2, for the epidermis under the keratin, the blister contains a large number of neutrophils and cocci, the sacral spine layer has a sponge formation and a large number of inflammatory cell infiltration, the upper dermis is non-specific inflammatory changes.
Diagnosis
Diagnosis and diagnosis of neonatal impetigo
Differential diagnosis
According to the characteristics of neonatal pustulosis with large pustules followed by systemic symptoms, it can be diagnosed, but with the following diseases:
1, gold grape scald skin syndrome may be a serious type of this disease, acute onset, severe systemic symptoms, skin lesions are mainly large blisters, Nie's sign positive, exfoliation is significant, without large pustule damage.

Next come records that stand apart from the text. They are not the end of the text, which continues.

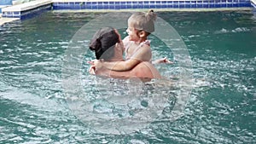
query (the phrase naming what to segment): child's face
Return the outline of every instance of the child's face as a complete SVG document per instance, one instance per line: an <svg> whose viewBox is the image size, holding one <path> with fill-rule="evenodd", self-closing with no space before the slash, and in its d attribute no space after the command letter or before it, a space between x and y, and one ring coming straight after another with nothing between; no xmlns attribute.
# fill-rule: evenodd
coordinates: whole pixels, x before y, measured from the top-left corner
<svg viewBox="0 0 256 144"><path fill-rule="evenodd" d="M132 26L131 26L131 24L128 24L128 28L126 30L126 32L129 35L130 41L134 41L134 42L140 41L140 37L137 35L137 31Z"/></svg>

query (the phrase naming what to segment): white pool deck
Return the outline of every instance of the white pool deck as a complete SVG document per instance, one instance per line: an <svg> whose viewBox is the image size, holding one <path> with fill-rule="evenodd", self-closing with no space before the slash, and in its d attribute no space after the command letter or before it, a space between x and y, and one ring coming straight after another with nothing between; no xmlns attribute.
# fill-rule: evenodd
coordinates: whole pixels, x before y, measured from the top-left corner
<svg viewBox="0 0 256 144"><path fill-rule="evenodd" d="M29 3L16 4L16 5L11 5L7 6L5 8L2 9L2 12L4 11L13 11L13 12L20 12L25 10L32 9L45 4L50 4L52 3L65 3L65 2L109 2L109 0L35 0ZM127 1L127 0L111 0L113 2L122 2L122 1ZM129 0L129 1L137 1L137 0ZM155 0L148 0L148 1L155 1ZM172 1L178 1L178 0L172 0ZM251 0L252 3L256 4L256 0ZM222 8L221 10L234 10L234 9L239 9L239 10L248 10L249 8L236 8L236 9L224 9ZM158 9L158 11L216 11L220 10L219 9ZM88 10L84 10L88 11ZM90 10L91 11L91 10ZM102 11L109 11L109 10L102 10ZM111 11L111 10L110 10ZM0 26L3 25L4 23L10 22L13 20L19 20L19 18L3 18L2 14L0 14Z"/></svg>

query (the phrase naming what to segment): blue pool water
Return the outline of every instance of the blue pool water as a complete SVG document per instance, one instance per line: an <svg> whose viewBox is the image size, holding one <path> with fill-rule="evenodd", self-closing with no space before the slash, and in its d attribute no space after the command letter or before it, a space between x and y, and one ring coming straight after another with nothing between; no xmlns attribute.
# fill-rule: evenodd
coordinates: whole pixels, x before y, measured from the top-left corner
<svg viewBox="0 0 256 144"><path fill-rule="evenodd" d="M73 36L101 15L49 11L0 27L0 143L256 142L253 14L158 13L178 32L192 61L193 89L175 120L159 117L170 117L181 95L183 67L175 48L154 35L149 37L154 59L174 60L156 66L165 80L143 84L89 75L86 61L94 55L88 51L79 80L83 92L67 97L67 50L88 44L86 36L78 36L82 40L73 45ZM125 35L124 29L119 32ZM116 132L113 128L119 125Z"/></svg>

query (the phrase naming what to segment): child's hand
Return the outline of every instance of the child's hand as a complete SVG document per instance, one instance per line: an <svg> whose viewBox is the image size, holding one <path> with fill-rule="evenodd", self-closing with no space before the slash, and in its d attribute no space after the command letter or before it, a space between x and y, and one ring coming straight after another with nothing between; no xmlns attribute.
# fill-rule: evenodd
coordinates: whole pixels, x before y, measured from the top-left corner
<svg viewBox="0 0 256 144"><path fill-rule="evenodd" d="M102 61L100 60L93 60L91 61L87 61L90 65L91 65L91 67L94 67L94 69L100 69L103 66Z"/></svg>

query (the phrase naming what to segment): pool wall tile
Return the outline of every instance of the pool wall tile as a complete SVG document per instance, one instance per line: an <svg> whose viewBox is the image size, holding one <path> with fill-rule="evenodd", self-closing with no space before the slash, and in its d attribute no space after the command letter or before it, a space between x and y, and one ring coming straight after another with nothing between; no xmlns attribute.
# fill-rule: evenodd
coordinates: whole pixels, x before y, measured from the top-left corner
<svg viewBox="0 0 256 144"><path fill-rule="evenodd" d="M21 17L26 14L42 11L42 9L213 9L213 8L238 8L238 7L256 7L256 0L150 0L150 1L136 1L127 0L116 2L109 1L91 1L91 2L60 2L60 0L42 0L38 8L28 10L4 10L3 9L3 17ZM252 2L251 2L252 1ZM49 3L50 2L50 3ZM52 3L53 2L53 3Z"/></svg>

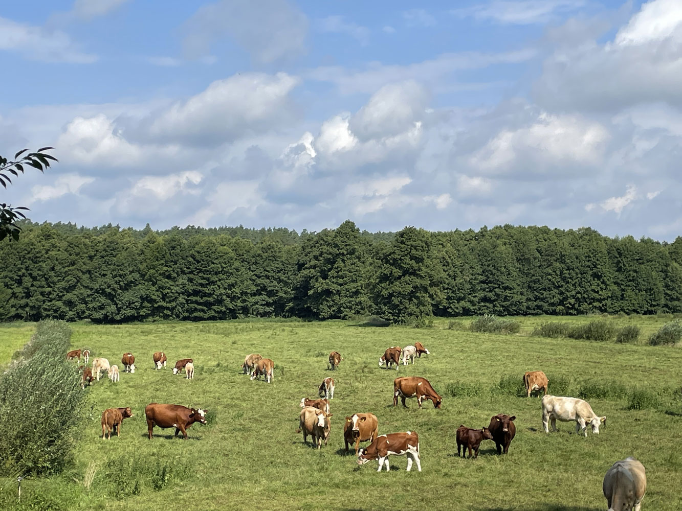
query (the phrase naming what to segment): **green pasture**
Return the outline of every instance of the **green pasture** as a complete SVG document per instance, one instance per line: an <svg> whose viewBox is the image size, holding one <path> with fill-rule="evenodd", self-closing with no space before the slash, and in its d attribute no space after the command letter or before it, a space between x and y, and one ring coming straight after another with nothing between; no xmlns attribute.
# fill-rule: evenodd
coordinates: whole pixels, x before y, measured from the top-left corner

2, hereditary bullous epidermolysis blisters occur in the hands, feet and other parts susceptible to trauma and friction, the contents of the bullae clarification, often family history.
2, neonatal exfoliative dermatitis often occurs in infants 1 to 5 weeks after birth, rash is diffuse flushing, loose bullae, rapid expansion, Nikolsky sign positive, rapid development of the disease, the epidermis is very easy to peel off a scalded appearance, the whole body The symptoms are critical and the mortality rate is high.
The material in this site is intended to be of general informational use and is not intended to constitute medical advice, probable diagnosis, or recommended treatments.